A trainer learns the function f(x)=y, or weights W, of the following form to predict a label y where x is a feature vector. y=f(x)=Wx
Without a bias clause (or regularization), f(x) cannot make a hyperplane that divides (1,1) and (2,2) becuase f(x) crosses the origin point (0,0).
With bias clause b, a trainer learns the following f(x). f(x)=Wx+b Then, the predicted model considers bias existing in the dataset and the predicted hyperplane does not always cross the origin.
add_bias() of Hivemall, adds a bias to a feature vector. To enable a bias clause, use addbias() for both(important!) training and test data as follows. The bias _b is a feature of "0" ("-1" in before v0.3) by the default. See AddBiasUDF for the detail.

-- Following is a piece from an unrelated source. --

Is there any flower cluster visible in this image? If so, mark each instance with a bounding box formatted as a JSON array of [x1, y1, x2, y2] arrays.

Note that Bias is expressed as a feature that found in all training/testing examples.
Adding a bias clause to test data
create table e2006tfidf_test_exploded as
select
rowid,
target,
split(feature,":")[0] as feature,
cast(split(feature,":")[1] as float) as value
-- extract_feature(feature) as feature, -- hivemall v0.3.1 or later
-- extract_weight(feature) as value -- hivemall v0.3.1 or later
from
e2006tfidf_test LATERAL VIEW explode(add_bias(features)) t AS feature;
Adding a bias clause to training data
create table e2006tfidf_pa1a_model as
select
feature,
avg(weight) as weight
from
(select
pa1a_regress(add_bias(features),target) as (feature,weight)
from
e2006tfidf_train_x3
) t
group by feature;